Kaela Kimura and her giant sweater-clad back-up dancers spend their second week in the top twenty with BANZAI (#18), a cute, late 90’s rocker grrrl track. THE ALFEE prove they are (barely) still alive! with single Sakura no Mi no Jukusuru Toki (#6); their appearance on May 8’s Music Station was like a sadly unironic aping of The Darkness (I’m referring to the glass-guitar wielding, pink-bell-bottom wearing, auburn-tressed vocalist) that was equal parts disturbing as it was embarassing. w-inds.’s are #2 with Rain Is Fallin’, a combination of pop, 80’s nostalgia, and Hammer time! fashion. JUJU’s low-key piano duet Ashita ga Kurunara is still in the top ten for the third week (and finally growing on me), which includes a cover of “The Rose.” Other covers include Hyde of L’arc~en~ciel’s side project VAMPS attempting Bowie’s “Life on Mars” on EVANESCENT (#4) and Kiyoharu’s “HELLO, I LOVE YOU” on Kurutta Kajitsu (#10) . All covers are, if not terrible, unnecessary.

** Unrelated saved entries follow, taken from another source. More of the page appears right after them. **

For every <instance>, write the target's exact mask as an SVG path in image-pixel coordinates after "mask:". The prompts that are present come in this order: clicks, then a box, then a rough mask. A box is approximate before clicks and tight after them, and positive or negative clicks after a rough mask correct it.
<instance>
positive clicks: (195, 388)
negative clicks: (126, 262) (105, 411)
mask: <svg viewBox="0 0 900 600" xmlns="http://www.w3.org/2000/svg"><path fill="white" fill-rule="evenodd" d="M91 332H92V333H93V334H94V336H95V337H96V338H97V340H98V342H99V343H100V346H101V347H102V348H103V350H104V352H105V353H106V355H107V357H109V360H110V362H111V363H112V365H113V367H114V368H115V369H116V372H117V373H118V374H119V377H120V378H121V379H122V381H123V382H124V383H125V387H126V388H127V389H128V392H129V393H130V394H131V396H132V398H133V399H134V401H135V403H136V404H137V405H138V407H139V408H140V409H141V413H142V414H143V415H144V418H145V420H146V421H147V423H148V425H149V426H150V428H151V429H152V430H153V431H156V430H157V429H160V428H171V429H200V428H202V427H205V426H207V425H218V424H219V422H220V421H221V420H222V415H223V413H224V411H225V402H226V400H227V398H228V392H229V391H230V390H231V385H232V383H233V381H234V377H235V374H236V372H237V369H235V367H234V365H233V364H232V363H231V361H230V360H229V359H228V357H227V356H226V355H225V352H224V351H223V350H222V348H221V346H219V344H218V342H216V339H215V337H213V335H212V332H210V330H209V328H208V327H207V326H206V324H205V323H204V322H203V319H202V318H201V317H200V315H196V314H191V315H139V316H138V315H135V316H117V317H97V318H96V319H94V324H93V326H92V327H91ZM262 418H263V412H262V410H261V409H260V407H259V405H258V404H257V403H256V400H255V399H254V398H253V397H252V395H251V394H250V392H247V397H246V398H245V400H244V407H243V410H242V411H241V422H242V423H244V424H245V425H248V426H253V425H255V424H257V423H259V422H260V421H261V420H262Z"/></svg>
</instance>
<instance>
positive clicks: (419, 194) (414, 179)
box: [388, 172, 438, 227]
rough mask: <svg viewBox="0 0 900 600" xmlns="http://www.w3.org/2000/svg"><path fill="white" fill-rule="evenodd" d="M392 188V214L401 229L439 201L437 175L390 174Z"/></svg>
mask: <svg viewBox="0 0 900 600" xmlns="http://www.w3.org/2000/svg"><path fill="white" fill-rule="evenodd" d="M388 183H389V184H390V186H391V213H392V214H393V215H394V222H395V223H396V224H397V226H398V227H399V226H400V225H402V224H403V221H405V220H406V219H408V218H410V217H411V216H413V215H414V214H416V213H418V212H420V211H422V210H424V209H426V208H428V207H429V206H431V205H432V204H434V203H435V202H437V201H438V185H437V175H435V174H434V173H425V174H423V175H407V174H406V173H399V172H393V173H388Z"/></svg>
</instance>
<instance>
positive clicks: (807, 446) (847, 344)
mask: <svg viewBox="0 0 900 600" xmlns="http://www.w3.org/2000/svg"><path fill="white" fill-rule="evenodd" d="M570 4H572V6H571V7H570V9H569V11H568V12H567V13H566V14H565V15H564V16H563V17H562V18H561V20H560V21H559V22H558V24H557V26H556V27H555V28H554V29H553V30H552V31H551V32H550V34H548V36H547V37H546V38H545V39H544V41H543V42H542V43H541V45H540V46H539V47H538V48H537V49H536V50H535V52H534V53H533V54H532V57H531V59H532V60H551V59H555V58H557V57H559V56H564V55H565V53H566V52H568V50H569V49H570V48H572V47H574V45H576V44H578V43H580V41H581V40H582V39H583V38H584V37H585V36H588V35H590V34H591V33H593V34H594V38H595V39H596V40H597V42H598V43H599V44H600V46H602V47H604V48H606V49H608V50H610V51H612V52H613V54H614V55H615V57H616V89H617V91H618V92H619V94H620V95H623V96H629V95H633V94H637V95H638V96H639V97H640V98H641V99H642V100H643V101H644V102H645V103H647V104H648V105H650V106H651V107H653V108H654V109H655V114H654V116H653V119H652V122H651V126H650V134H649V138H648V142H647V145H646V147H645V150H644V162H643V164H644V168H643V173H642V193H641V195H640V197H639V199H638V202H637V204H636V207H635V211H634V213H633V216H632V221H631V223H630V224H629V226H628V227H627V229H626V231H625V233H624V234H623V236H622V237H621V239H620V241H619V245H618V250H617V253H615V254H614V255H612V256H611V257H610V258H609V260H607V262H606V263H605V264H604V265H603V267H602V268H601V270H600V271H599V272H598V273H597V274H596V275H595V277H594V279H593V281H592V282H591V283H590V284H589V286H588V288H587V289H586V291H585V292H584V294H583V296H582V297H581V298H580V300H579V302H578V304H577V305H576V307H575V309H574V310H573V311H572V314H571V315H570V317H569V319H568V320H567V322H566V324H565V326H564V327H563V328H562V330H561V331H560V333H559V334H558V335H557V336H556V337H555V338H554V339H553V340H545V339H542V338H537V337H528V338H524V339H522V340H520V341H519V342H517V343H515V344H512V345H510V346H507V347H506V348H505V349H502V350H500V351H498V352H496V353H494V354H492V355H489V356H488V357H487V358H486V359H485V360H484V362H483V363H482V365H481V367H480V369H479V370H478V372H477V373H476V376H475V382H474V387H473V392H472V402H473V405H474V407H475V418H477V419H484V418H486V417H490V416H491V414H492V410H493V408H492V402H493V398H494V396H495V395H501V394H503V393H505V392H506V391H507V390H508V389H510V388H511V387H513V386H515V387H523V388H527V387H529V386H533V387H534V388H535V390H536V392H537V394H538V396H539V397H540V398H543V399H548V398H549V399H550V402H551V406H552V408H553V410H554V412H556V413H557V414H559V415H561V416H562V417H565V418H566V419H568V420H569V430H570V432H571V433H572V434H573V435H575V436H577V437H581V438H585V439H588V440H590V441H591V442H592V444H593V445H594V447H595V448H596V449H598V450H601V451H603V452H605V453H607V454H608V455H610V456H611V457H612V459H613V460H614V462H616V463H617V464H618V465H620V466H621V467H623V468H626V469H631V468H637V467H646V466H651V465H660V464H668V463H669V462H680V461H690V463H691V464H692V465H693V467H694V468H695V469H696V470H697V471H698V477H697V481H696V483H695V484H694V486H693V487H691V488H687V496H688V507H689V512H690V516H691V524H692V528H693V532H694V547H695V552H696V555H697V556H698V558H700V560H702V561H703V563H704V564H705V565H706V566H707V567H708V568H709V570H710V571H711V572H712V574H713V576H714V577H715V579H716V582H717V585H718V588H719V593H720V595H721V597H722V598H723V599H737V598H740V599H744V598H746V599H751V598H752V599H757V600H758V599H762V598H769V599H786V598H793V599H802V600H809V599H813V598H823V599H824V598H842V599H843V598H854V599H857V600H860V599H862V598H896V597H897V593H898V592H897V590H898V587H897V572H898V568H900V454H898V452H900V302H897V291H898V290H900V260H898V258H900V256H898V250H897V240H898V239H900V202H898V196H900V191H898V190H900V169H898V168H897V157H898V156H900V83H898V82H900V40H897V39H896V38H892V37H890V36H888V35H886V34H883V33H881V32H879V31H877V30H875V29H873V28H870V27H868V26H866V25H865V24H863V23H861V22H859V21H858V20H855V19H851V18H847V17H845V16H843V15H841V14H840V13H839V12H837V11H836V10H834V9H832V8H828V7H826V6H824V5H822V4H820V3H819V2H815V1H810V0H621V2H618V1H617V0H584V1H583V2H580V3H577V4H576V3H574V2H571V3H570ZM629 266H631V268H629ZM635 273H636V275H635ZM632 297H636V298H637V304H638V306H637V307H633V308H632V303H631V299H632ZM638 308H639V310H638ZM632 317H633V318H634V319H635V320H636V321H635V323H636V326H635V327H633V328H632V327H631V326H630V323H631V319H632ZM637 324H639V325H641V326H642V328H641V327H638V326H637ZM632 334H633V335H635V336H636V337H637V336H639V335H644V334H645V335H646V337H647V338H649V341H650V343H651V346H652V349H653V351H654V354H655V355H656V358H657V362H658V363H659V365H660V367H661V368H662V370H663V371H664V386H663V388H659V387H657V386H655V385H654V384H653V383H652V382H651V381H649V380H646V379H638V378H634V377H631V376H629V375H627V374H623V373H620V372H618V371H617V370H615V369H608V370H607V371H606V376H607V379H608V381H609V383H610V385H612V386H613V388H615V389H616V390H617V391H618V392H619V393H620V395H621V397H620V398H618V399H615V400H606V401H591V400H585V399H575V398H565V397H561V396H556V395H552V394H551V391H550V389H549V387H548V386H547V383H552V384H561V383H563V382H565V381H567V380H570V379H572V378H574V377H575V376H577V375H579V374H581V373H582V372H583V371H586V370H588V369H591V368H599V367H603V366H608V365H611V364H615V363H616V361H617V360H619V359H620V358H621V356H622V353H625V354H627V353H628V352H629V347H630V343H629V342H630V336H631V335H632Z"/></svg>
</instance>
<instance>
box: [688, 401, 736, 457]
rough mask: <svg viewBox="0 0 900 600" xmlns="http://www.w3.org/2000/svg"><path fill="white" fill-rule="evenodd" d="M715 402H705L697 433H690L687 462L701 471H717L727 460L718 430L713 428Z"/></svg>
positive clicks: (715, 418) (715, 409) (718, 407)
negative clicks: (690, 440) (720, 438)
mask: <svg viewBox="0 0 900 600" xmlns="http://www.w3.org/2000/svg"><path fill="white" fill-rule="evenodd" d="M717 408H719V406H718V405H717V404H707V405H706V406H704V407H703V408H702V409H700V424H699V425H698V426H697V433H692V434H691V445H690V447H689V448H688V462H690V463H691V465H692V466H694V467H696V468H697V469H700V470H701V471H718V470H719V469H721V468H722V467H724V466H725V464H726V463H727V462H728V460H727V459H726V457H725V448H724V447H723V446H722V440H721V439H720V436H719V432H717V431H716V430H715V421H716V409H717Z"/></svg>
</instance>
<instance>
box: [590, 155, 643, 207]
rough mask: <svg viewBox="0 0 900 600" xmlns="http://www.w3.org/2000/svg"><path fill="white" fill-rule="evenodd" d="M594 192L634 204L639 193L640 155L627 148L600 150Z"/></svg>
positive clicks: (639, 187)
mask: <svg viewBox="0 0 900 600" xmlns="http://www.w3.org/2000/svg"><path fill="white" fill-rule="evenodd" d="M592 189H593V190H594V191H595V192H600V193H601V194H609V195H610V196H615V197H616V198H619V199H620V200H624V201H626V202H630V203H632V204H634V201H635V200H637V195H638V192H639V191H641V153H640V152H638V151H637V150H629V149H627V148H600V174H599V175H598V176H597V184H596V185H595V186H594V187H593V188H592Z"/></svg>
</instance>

Mika Nakashima’s single Over Load is the most entertaining of the singles this week, mostly because it’s surprising; from her role in the feature film Nana, to every pedestrian single she has released since 2001, Nakashima has been the shoulder to cry on when insomnia strikes. On her first number one single she says, “I was really surprised at first, but I assumed that that was the way it is, because I really knew nothing at all.” Which says nothing about anything. Just like this single, that I didn’t instantly hate. Again, I’m learning to judge within the system. It’s not easy.